2 Movements That Matter: The Projekt Migration, 2003-06.

3 “Kanake” is an insulting term in German for a migrant coming from the south. This group of women and men from the second generation of immigrants was a post-migrant initiative. For the home page with their manifesto (1998) in German, English, Turkish, and French, cf.: www.kanak-attak.de.

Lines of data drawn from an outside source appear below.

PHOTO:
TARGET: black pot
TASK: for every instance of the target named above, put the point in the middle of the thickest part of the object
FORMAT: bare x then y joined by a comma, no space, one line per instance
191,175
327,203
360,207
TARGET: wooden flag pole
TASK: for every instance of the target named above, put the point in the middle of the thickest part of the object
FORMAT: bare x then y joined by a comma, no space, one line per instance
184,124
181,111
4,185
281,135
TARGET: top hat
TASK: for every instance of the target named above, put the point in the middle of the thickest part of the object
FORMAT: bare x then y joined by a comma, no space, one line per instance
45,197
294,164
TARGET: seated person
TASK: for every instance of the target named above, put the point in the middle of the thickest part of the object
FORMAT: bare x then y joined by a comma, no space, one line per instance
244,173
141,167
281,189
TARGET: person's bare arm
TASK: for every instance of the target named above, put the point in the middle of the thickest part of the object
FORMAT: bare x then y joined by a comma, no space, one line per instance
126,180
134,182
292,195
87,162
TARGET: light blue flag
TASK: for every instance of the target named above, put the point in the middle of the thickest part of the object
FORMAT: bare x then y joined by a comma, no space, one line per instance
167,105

4 Austrian sociologist and political philosopher, currently professor at the Vienna Art Academy. One of his main research topics is post-structuralism.

 

Martin Krenn (b. 1970/AT) is an artist, curator, and lecturer at the University of Applied Arts in Vienna. He graduated with a degree in Electronic Music at the Viennese University of Music and Performing Arts in 1996 and holds an M.A. from the University of Applied Arts, Vienna, obtained in 1997. From 2006 to 2009, he served as chairperson of the Austrian Artists Association (Fine Arts). Since 2011, he has been a PhD researcher at the University of Ulster, Faculty of Art, Design, and the Built Environment in Belfast. Martin Krenn has had numerous international exhibitions His work is represented by the Gallery Zimmermann Kratochwill in Graz (AT).

Petra Tomljanović (b. 1985/HR) is a curator, journalist, and educator in the area of art, design, architecture, and expressive therapy. She graduated with a degree in art history and literature from the Faculty of Humanities and Social Sciences in Zagreb and Expressive Arts Therapy from the European Graduate School in Saas Fee (CH). She currently lives in Zurich and studies at the Postgraduate Programme in Curating ZHdK.

Katrijn Van Damme (b. 1989/LU) is a Master of Fine Arts graduate with emphasis on jewellery, objects, and design and is currently enrolled in the Postgraduate Programme in Curating ZHdK. She lives and works in Luxembourg.